Armed with this new information I will seriously consider putting a dickinson propane fireplace up front in the V-berth where the salon wood stove's heat will not likely reach. The small diameter vent is also easier to install up forward where there is more stuff in the way and I am more likely to have water on deck.

To address your question about Lb usage of fuel for the solid fuel stove, I did warn folks that my reasons for loving wood stoves were not entirely rational/practical. It's hard to beat a diesel stove (of either type) for that. To answer your question though I use the duraflame type firelogs which are 3 lbs. I cut them in thirds and they run for 2 hrs per chunk. Wikipedia says they are 8,500btu/lb so that should mean it is a 8,500 btu stove that requires one lb of fuel per hour. Looks like the larger dickinson propane stove would run 5hrs on a lb of fuel. So, not rational/practical at all, but those aren't the only criteria for my decision making.

An example of the joy I derive from my stove, even when my stove hasn't seen use in a month, is in though the look on people's faces as they were imagining my suffering as a liveaboard and then I tell them I had a fireplace on my boat. I would then joke that having a wooden boat meant I will never run out of fuel. It's also much more effective to invite a companion over to enjoy some wine on the boat in front of the fire than to invite a companion over to enjoy your forced air central heat.

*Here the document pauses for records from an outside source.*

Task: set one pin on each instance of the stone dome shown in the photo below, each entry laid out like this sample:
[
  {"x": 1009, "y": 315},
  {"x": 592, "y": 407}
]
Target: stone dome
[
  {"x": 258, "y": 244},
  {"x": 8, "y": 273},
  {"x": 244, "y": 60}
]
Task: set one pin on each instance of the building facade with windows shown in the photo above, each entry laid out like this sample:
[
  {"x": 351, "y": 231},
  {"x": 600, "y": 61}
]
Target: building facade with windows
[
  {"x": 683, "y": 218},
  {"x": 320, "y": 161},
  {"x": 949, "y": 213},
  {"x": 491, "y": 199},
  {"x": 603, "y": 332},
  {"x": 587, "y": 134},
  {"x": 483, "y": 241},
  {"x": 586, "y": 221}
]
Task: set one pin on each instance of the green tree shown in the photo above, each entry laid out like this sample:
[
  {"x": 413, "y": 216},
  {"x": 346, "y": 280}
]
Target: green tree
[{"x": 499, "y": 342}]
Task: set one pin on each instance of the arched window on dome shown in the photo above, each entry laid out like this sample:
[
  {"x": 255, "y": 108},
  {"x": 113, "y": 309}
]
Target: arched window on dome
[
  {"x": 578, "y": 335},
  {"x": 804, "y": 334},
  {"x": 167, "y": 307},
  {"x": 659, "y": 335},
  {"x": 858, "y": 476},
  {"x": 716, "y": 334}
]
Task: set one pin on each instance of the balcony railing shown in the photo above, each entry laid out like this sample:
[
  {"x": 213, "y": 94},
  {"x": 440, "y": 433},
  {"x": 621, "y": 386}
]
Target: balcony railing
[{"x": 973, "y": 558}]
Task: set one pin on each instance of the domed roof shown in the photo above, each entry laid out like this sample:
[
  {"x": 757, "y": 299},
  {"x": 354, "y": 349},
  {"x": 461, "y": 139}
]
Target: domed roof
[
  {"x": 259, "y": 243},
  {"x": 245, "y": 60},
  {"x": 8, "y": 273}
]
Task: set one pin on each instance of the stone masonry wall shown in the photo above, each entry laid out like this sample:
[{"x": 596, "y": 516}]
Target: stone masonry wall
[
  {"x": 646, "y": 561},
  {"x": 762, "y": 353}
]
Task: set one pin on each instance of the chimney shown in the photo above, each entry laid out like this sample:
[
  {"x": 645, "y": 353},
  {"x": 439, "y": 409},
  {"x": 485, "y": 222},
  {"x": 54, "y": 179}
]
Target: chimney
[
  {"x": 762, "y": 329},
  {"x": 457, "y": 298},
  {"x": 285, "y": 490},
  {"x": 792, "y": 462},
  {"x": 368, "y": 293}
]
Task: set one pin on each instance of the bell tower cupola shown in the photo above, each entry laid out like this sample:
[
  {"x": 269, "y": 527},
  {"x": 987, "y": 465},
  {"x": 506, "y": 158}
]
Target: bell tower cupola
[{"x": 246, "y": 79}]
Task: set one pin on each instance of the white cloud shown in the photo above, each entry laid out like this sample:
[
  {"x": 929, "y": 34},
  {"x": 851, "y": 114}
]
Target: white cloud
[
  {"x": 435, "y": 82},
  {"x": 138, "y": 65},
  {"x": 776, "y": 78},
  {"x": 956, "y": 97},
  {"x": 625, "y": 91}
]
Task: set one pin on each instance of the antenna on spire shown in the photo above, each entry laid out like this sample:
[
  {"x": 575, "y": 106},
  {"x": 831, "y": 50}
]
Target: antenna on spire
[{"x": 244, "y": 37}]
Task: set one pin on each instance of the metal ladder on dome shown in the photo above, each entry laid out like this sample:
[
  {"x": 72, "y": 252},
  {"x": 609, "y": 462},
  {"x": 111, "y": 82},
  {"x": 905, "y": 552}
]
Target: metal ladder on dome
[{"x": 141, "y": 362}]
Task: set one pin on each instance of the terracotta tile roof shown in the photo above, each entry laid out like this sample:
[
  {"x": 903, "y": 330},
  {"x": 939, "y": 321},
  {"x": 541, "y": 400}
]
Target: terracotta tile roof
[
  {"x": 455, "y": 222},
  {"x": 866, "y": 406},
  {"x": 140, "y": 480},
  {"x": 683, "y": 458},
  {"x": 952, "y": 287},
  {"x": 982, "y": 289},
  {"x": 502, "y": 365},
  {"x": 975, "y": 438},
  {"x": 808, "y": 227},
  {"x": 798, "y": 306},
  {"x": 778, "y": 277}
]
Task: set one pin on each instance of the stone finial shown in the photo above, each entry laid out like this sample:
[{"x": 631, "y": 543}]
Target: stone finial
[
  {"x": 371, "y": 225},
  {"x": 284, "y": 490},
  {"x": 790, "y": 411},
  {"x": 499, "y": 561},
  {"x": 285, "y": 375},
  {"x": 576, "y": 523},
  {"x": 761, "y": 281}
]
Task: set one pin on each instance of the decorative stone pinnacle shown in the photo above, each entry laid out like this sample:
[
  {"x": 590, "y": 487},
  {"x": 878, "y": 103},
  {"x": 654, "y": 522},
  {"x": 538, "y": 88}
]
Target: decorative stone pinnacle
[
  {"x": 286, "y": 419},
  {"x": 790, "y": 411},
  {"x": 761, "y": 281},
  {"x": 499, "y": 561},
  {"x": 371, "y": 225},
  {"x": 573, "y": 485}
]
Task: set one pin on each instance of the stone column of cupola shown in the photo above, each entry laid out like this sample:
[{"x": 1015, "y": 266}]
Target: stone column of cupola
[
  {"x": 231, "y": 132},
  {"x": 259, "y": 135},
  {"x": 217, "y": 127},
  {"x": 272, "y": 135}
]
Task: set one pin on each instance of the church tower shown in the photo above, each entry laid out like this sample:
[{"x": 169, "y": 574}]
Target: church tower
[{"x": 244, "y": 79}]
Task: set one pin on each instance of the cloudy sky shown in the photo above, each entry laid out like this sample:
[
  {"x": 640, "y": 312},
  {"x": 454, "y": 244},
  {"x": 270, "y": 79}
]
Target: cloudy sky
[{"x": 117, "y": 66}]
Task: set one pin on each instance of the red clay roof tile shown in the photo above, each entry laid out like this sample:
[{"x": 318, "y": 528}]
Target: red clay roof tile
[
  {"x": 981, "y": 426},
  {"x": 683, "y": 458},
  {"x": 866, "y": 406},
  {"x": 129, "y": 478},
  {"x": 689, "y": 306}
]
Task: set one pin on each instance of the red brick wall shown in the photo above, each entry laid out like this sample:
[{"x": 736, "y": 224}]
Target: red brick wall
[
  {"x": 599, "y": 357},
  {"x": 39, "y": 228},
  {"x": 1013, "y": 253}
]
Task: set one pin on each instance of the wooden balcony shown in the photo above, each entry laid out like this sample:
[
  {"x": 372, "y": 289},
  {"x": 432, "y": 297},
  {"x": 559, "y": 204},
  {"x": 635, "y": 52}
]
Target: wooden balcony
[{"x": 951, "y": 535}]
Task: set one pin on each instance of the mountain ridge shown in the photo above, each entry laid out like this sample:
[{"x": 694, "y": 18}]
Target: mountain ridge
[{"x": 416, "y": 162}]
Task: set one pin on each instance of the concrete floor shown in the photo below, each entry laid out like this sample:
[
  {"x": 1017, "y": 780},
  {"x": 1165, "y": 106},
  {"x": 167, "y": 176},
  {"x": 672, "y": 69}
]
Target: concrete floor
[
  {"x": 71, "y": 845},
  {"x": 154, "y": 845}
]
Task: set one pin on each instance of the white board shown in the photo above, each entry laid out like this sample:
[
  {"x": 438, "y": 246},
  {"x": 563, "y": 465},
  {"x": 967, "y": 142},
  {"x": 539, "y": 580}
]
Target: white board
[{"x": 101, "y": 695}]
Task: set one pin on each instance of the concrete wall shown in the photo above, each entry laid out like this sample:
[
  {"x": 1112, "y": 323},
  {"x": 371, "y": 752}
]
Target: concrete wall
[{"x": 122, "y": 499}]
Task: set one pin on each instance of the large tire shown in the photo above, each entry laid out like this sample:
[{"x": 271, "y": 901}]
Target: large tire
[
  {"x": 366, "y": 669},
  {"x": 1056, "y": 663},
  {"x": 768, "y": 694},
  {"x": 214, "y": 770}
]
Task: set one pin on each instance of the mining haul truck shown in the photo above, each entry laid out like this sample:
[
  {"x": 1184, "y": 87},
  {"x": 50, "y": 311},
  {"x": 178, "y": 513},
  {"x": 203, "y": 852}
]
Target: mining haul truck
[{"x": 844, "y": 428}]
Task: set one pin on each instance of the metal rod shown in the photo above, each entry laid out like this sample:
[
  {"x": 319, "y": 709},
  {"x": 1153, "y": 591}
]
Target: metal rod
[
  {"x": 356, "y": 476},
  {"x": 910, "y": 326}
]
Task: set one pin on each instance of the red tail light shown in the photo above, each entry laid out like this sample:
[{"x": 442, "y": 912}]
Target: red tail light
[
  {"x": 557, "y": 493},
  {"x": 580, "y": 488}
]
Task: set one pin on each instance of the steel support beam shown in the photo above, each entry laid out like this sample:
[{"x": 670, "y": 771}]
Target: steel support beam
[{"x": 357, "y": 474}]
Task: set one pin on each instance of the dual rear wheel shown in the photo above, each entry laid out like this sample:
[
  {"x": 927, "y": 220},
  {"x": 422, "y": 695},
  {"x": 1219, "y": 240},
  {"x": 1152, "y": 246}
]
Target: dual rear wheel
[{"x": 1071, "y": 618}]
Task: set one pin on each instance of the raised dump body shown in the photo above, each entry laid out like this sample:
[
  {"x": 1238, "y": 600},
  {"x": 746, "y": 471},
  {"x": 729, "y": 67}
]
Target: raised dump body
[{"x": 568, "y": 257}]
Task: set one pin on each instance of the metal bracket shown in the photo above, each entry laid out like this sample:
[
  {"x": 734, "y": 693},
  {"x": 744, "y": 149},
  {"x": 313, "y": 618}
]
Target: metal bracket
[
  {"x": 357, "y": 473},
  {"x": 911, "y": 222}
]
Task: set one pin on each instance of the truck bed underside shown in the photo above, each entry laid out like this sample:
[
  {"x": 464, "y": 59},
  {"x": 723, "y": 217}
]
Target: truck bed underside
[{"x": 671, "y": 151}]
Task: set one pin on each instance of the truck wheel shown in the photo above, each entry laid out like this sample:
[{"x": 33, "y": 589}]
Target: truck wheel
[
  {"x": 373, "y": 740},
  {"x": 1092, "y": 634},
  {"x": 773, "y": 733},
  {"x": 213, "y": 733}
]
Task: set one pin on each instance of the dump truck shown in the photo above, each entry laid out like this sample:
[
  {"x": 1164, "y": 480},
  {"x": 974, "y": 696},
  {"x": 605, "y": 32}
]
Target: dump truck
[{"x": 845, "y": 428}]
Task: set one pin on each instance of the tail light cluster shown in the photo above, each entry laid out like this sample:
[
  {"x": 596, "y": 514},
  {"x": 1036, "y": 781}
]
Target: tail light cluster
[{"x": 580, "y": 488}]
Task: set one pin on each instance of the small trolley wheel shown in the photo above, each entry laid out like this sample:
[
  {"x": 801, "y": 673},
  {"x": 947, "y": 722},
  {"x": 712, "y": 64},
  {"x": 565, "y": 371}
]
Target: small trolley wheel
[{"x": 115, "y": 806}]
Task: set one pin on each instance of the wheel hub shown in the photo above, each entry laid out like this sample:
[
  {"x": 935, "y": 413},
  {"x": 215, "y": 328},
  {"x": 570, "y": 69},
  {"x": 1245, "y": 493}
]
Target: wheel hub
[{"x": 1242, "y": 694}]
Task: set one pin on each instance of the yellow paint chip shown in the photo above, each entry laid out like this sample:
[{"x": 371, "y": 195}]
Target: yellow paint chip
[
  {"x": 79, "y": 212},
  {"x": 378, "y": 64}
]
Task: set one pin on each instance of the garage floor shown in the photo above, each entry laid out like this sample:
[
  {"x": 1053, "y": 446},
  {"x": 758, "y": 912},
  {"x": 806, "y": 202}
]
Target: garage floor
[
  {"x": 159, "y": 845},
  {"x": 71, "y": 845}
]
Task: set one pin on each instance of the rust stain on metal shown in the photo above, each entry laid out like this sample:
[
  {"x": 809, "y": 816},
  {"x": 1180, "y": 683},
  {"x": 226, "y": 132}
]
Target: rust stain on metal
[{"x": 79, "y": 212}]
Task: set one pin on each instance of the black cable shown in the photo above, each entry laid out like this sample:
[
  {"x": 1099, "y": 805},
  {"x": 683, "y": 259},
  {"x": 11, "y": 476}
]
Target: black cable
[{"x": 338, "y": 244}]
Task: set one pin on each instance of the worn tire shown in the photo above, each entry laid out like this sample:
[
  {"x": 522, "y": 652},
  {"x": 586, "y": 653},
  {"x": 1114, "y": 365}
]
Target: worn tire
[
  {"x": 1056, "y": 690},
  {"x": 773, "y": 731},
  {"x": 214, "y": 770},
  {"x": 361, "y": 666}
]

In defense of my insanity, I put it to you that EVERYTHING about sailboat ownership is grounded in insanity rather than rationality. After all it's the romance of it all that we're after, not the fastest or most efficient way to get to our destination, otherwise we would buy plane tickets. The wood burning stove adds more romance and joy to my boat than anything else on board that I am not married to.

Stay warm!

I have a sauna on my boat, therefore I win.